Pour beaucoup de jeunes, le risque de retourner vivre dans la rue est grand. Lorsque les mineurs non accompagnés arrivent en France, ils doivent passer une évaluation de minorité afin de pouvoir être pris en charge par l’Aide Sociale à l’Enfance. Un test que beaucoup d’associations dénoncent : subjectif et expéditif. Les autorités réfutent souvent la minorité des demandeurs pour qui la seule solution reste de contester la décision auprès d’un juge pour enfants. Ce recours peut prendre jusqu’à plusieurs mois. Pendant ce temps, les mineurs n’ont aucun statut reconnu par les institutions.

« C’est une bataille qui dure depuis longtemps, parce que les mineurs isolés sont victimes de la politique raciste du gouvernement Macron. Ils sont livrés à eux-mêmes dans les rues de Paris », déplore Laurent Sorel, conseiller à la ville de Paris. « Quand ils font un recours, personne ne veut s’occuper d’eux alors que le respect de la Convention internationale des droits de l’enfant exige que la France prenne en charge ce qu’on appelle des présumés mineurs jusqu’à ce que la procédure aille à son terme. D’où le fait qu’ils aient occupé la maison des métallos et obligé la ville à prendre ses responsabilités parce qu’évidemment, l’État ne prend pas les siennes », poursuit-il.

Le contexte politique leur fait craindre le pire

Pour les militants et les élus sur place, le contexte actuel, mêlant l’arrivée des Jeux olympiques et la montée de l’extrême droite, est inquiétant pour les droits de ces mineurs isolés. Tous craignent une accélération des expulsions et un renforcement de la répression policière.

C’est le cas de Mathieu, investi auprès du collectif 20ᵉ Solidaire avec tout.es les migrant.e.s. « Depuis des années, Macron mène déjà une politique contre ces jeunes. Et puis là, clairement, avec le Rassemblement national, qui est un parti fasciste, qui depuis des décennies promeut la préférence nationale, la fermeture des frontières, clairement, j’ai peur pour les jeunes. » 
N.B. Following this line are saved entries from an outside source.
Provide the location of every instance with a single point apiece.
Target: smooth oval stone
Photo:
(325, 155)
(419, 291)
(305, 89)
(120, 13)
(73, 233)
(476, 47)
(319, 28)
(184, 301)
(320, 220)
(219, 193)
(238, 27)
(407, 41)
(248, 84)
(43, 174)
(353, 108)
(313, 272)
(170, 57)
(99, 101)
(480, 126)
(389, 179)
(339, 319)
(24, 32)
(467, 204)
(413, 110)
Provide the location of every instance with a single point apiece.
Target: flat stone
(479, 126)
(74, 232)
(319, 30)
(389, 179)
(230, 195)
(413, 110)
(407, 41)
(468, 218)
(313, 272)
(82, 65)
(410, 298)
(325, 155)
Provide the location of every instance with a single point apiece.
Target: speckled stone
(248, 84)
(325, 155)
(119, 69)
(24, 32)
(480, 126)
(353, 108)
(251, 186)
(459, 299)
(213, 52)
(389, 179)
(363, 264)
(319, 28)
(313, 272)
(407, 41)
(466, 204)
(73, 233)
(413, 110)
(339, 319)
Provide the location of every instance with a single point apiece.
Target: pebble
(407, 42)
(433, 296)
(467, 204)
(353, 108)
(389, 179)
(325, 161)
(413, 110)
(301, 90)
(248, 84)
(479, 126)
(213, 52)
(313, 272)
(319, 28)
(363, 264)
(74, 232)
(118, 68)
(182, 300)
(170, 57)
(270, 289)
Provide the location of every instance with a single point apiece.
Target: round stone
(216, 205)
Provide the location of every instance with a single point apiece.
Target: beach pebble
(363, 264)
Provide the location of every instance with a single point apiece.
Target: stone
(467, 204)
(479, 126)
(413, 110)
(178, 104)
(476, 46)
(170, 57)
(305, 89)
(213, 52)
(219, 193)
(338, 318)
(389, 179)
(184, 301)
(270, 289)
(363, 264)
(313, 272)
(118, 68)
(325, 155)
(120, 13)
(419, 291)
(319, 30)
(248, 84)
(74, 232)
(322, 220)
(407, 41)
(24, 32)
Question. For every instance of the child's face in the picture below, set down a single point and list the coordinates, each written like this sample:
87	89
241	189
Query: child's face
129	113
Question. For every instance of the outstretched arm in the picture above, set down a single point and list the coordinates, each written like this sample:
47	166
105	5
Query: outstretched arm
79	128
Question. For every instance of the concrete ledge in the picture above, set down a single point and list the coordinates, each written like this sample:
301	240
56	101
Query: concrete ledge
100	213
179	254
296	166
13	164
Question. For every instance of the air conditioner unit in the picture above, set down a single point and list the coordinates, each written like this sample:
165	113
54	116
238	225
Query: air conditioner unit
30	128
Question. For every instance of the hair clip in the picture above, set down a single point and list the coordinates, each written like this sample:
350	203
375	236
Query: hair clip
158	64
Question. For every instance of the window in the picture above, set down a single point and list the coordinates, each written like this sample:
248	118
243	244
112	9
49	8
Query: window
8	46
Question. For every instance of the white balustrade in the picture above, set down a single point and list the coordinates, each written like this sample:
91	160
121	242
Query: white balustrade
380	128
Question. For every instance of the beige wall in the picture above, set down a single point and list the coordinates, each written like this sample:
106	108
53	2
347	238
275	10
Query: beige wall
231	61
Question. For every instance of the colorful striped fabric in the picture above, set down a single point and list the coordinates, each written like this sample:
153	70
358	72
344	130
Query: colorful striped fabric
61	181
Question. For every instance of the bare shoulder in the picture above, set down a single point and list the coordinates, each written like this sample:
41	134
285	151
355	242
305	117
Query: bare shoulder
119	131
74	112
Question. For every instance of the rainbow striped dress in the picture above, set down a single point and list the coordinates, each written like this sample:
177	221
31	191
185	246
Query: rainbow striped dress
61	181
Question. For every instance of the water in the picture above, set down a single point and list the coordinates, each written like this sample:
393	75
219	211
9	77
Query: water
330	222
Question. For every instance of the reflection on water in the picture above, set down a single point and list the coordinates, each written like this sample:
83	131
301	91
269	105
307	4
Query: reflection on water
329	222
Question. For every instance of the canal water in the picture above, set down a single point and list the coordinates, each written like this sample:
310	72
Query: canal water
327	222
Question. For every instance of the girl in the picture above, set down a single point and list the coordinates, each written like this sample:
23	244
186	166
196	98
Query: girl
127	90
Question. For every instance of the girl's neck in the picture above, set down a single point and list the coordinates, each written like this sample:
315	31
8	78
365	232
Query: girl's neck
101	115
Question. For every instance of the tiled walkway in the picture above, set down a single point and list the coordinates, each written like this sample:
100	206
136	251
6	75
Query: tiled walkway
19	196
Les jeunes nous ont montré ces derniers mois qu’il n’y avait pas de fatalité

Mais Mathieu reste optimiste en voyant les portes que le collectif des jeunes du Parc de Belleville a réussi à ouvrir. Il les félicite pour les gymnases que la mairie a mis à disposition grâce à leur bataille et souligne aussi le fait que la police n’ait pas été mobilisée pour l’évacuation sur demande des jeunes. « Ce sont eux qui ont fait comprendre qu’on n’avait pas besoin de la police nationale pour organiser une évacuation de la sorte. Il y a des choses positives que les jeunes ont obtenues », applaudit-il. « Il y a la menace qu’on a face à nous, mais aussi l’espoir si on se mobilise. Les jeunes nous ont montré ces derniers mois qu’il n’y avait pas de fatalité. On doit se battre, on doit se mobiliser entre nous, là où on vit, là où on travaille. »

Jeanne aussi redoute ce qui pourrait arriver dès le 7 juillet et avec l’approche des Jeux Olympiques. « Ce matin encore, il y a eu une évacuation à Jaurès. C’est pour ça d’ailleurs qu’il y a plein de jeunes à la rue qui se sont retrouvés devant les métallos au moment de la mise à l’abri. Ils venaient d’être expulsés de leur tente. Et on sait que pendant les JO, l’objectif sera qu’il y n’ait aucune tente visible. On ne sait pas exactement comment est-ce que l’État va procéder. Est-ce que ce sera une espèce de chasse à l’homme jusqu’à ce que les gens soient cachés en périphérie comme à Calais ? » Pour alerter sur leurs conditions et défendre leurs droits, le collectif des jeunes du Parc de Belleville appelle à une nouvelle mobilisation vendredi sur la place Saint-Gervais à 18 heures.